How Each Parameter Affects Results

threshold (default: 0.65) β€” The confidence cutoff

The model outputs a confidence score (0 to 1) for every 20ms frame. The threshold decides: "How confident must the model be before we call it a vocal burst?"

threshold = 0.3 (low)     β†’  Model flags almost everything
                              βœ“ High recall (catches most VBs)
                              βœ— Low precision (many false alarms)
                              Think: paranoid security guard

threshold = 0.65 (default) β†’  Balanced
                              βœ“ Good precision AND recall
                              = Our recommended sweet spot

threshold = 0.9 (high)     β†’  Model only flags when very sure
                              βœ“ High precision (almost no false alarms)
                              βœ— Low recall (misses quieter/ambiguous VBs)
                              Think: lazy security guard

Real example from our validation set:

Threshold Precision Recall F1 False Positives Missed Events
0.40 0.62 0.89 0.73 Many Few
0.65 0.90 0.78 0.75 Few Some
0.85 0.95 0.55 0.70 Very few Many

min_dur (default: 0.5s) β€” Minimum event duration

After grouping confident frames into events, discard any event shorter than min_dur.

min_dur = 0.1s  β†’  Keeps very short detections
                   βœ— More false positives (brief noise spikes get flagged)
                   βœ“ Can detect short coughs/gasps

min_dur = 0.5s  β†’  Filters out most noise spikes
                   βœ“ Fewer false positives
                   βœ— Might miss very brief vocal bursts (<0.5s)

min_dur = 1.0s  β†’  Only keeps long events
                   βœ“ Very few false positives
                   βœ— Misses short coughs, gasps, sneezes

Why this works: Real vocal bursts (laughs, coughs, sneezes) typically last 0.5–3 seconds. Random noise or brief audio artifacts are usually <0.3s. By requiring events to be at least 0.5s, we eliminate most false positives with minimal impact on real events.

merge_gap (default: 0.3s) β€” Gap tolerance for merging

If two detected segments are separated by less than merge_gap, merge them into one event.

merge_gap = 0.0s  β†’  No merging.

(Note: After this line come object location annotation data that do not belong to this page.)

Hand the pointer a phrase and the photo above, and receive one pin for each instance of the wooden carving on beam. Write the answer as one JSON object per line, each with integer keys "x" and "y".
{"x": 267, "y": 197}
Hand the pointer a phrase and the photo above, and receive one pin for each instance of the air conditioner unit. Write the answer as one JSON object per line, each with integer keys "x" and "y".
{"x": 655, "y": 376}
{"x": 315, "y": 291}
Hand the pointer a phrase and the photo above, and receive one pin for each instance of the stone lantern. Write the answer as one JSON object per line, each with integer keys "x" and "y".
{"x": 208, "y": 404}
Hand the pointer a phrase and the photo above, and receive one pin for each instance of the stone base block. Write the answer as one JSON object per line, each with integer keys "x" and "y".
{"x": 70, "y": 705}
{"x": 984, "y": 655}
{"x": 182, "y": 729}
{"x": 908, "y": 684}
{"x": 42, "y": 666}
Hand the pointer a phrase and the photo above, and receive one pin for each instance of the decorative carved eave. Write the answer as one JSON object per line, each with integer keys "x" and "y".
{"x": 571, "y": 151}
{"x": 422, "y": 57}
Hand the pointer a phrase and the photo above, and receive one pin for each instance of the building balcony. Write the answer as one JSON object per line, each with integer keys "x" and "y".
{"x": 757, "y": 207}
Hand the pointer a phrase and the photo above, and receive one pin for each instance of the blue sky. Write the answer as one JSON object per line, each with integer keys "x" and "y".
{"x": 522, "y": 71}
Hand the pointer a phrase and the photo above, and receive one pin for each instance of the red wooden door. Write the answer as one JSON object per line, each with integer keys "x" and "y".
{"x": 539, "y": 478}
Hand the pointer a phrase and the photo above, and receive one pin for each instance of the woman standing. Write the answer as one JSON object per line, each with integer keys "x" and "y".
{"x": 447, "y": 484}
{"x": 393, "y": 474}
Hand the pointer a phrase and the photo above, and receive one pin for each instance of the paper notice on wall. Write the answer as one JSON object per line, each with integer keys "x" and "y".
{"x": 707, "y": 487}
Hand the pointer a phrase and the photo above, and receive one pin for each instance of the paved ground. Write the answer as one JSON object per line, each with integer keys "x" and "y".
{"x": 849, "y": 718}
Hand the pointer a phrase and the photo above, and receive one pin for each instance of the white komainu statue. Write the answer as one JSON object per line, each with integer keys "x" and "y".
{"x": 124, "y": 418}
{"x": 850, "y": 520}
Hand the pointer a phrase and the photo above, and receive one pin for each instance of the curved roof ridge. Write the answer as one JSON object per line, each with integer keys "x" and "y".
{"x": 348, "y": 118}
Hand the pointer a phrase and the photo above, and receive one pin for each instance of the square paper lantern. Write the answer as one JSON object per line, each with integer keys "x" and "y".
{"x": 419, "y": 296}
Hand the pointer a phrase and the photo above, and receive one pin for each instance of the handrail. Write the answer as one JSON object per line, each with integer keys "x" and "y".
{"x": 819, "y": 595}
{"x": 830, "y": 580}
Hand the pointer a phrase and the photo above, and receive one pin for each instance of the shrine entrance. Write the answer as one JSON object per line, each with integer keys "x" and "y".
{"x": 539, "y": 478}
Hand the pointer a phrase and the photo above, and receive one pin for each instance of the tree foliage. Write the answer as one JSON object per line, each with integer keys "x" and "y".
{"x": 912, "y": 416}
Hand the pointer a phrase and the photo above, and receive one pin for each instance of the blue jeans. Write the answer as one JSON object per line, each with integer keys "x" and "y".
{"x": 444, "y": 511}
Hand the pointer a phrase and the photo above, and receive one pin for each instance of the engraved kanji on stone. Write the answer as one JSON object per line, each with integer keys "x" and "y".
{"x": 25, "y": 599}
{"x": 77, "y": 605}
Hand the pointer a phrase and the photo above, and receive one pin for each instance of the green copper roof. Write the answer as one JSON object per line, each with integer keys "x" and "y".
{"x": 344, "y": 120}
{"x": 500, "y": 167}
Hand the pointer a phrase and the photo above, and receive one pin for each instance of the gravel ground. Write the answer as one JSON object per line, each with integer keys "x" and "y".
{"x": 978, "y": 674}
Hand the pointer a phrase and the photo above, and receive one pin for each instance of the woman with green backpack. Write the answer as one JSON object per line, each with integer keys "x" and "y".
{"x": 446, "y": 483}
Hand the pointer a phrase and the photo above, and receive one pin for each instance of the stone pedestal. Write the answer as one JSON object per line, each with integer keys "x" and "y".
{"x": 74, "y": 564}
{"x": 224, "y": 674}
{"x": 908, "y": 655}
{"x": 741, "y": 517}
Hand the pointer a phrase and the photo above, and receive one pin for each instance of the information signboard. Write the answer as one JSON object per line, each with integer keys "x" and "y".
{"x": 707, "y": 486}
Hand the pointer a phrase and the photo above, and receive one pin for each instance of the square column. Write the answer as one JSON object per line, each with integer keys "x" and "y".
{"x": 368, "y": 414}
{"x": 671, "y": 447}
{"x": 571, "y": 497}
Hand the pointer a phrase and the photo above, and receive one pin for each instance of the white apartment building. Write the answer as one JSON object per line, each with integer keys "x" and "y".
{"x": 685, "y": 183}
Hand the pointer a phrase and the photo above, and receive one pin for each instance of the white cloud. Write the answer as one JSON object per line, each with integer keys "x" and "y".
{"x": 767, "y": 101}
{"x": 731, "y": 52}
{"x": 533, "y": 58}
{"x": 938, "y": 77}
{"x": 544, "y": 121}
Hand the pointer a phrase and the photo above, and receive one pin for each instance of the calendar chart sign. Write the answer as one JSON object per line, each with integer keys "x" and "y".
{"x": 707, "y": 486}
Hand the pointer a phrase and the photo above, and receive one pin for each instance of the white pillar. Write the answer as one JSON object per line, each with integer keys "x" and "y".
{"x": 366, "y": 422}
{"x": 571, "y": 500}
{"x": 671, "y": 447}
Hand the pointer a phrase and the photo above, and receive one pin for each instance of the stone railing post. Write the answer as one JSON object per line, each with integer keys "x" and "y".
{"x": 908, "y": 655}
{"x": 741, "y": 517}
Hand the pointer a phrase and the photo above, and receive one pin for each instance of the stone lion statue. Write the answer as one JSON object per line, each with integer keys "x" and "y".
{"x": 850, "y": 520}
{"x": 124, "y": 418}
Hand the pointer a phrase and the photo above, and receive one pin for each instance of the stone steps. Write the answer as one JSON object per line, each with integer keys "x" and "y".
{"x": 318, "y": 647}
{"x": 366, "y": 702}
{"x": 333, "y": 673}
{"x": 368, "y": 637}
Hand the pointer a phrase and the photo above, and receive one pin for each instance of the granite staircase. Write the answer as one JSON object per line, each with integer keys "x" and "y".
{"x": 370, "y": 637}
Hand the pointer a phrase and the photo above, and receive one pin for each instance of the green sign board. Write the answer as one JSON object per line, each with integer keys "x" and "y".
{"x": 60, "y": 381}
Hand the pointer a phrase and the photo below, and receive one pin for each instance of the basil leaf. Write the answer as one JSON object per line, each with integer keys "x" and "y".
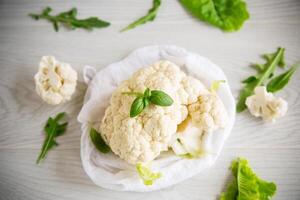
{"x": 280, "y": 81}
{"x": 53, "y": 129}
{"x": 147, "y": 18}
{"x": 228, "y": 15}
{"x": 98, "y": 141}
{"x": 69, "y": 19}
{"x": 267, "y": 70}
{"x": 137, "y": 106}
{"x": 160, "y": 98}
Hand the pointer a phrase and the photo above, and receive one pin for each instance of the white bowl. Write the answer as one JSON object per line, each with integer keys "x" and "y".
{"x": 108, "y": 170}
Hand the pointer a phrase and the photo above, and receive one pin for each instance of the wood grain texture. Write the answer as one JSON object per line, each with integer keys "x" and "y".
{"x": 273, "y": 149}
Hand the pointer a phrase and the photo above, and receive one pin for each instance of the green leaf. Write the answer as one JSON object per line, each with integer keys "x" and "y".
{"x": 156, "y": 97}
{"x": 266, "y": 71}
{"x": 137, "y": 106}
{"x": 279, "y": 82}
{"x": 98, "y": 141}
{"x": 69, "y": 19}
{"x": 146, "y": 174}
{"x": 215, "y": 85}
{"x": 246, "y": 185}
{"x": 160, "y": 98}
{"x": 53, "y": 129}
{"x": 231, "y": 191}
{"x": 147, "y": 18}
{"x": 228, "y": 15}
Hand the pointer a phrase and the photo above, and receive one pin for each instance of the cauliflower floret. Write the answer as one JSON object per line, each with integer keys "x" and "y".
{"x": 144, "y": 137}
{"x": 208, "y": 112}
{"x": 55, "y": 81}
{"x": 266, "y": 105}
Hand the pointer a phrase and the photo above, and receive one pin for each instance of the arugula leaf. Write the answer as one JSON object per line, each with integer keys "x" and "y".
{"x": 143, "y": 100}
{"x": 147, "y": 18}
{"x": 146, "y": 174}
{"x": 160, "y": 98}
{"x": 264, "y": 73}
{"x": 69, "y": 19}
{"x": 246, "y": 185}
{"x": 228, "y": 15}
{"x": 98, "y": 141}
{"x": 280, "y": 81}
{"x": 52, "y": 129}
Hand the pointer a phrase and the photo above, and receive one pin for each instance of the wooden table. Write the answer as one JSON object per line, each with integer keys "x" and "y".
{"x": 272, "y": 149}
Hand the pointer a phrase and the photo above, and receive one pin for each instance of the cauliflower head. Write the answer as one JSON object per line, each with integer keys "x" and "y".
{"x": 208, "y": 112}
{"x": 144, "y": 137}
{"x": 266, "y": 105}
{"x": 55, "y": 81}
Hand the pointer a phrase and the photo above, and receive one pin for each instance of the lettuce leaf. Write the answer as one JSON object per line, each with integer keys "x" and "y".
{"x": 246, "y": 185}
{"x": 146, "y": 174}
{"x": 228, "y": 15}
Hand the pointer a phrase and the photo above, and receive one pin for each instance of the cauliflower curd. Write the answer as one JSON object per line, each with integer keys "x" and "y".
{"x": 264, "y": 104}
{"x": 144, "y": 137}
{"x": 55, "y": 81}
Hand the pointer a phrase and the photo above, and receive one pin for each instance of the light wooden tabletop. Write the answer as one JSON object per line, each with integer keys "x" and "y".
{"x": 272, "y": 149}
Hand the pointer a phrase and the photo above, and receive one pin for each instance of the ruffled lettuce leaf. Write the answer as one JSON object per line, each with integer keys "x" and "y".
{"x": 146, "y": 174}
{"x": 246, "y": 185}
{"x": 228, "y": 15}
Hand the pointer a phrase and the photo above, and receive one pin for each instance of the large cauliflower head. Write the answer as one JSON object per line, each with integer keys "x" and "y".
{"x": 55, "y": 81}
{"x": 142, "y": 138}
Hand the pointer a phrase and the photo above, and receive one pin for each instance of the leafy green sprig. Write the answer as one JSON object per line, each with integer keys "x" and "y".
{"x": 53, "y": 129}
{"x": 98, "y": 141}
{"x": 69, "y": 19}
{"x": 264, "y": 72}
{"x": 228, "y": 15}
{"x": 151, "y": 15}
{"x": 265, "y": 76}
{"x": 143, "y": 100}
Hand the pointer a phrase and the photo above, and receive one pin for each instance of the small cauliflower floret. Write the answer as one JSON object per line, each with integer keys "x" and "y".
{"x": 208, "y": 112}
{"x": 266, "y": 105}
{"x": 55, "y": 81}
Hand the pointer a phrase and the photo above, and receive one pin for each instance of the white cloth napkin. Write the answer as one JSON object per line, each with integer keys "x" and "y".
{"x": 108, "y": 170}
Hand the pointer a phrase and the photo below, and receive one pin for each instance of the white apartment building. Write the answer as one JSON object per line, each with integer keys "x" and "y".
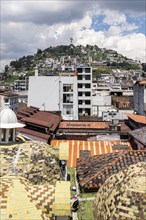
{"x": 84, "y": 80}
{"x": 140, "y": 97}
{"x": 70, "y": 94}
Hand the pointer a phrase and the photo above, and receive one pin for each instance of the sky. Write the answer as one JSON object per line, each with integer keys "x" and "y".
{"x": 30, "y": 25}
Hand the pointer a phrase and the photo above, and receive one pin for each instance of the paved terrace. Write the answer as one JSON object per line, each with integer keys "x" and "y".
{"x": 95, "y": 148}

A laugh with a brief pause becomes 2 events.
                     Result: Over-counting (more events than expected)

merge_gap = 0.3s  β†’  Small pauses within a single laugh/cough stay merged.
                     Result: Natural event boundaries

merge_gap = 1.0s  β†’  Even 1-second gaps get bridged.
                     Result: Separate nearby events might merge into one big event

Example: Someone laughs for 2s, pauses 0.2s to breathe, laughs again for 1s.

  • merge_gap=0.0 β†’ reports 2 events (fragmented)
  • merge_gap=0.3 β†’ reports 1 event of 3.2s (correct β€” it's one laugh)
  • merge_gap=1.5 β†’ might merge two separate laughs into one (over-merging)

Parameter Recipes

Use Case threshold min_dur merge_gap What changes
Balanced (default) 0.65 0.5 0.3 Good all-around
High precision (no false alarms) 0.80 0.7 0.3 ↑ precision, ↓ recall
High recall (catch everything) 0.45 0.2 0.5 ↑ recall, ↓ precision
Noisy audio (music, crowds) 0.75 0.6 0.3 Reduces noise-triggered FPs
Short events (coughs, gasps) 0.60 0.2 0.2 Catches brief events
Long events only (extended laughs) 0.65 1.0 0.5 Ignores anything <1s

The Precision-Recall Trade-off (Why You Can't Have Both at 100%)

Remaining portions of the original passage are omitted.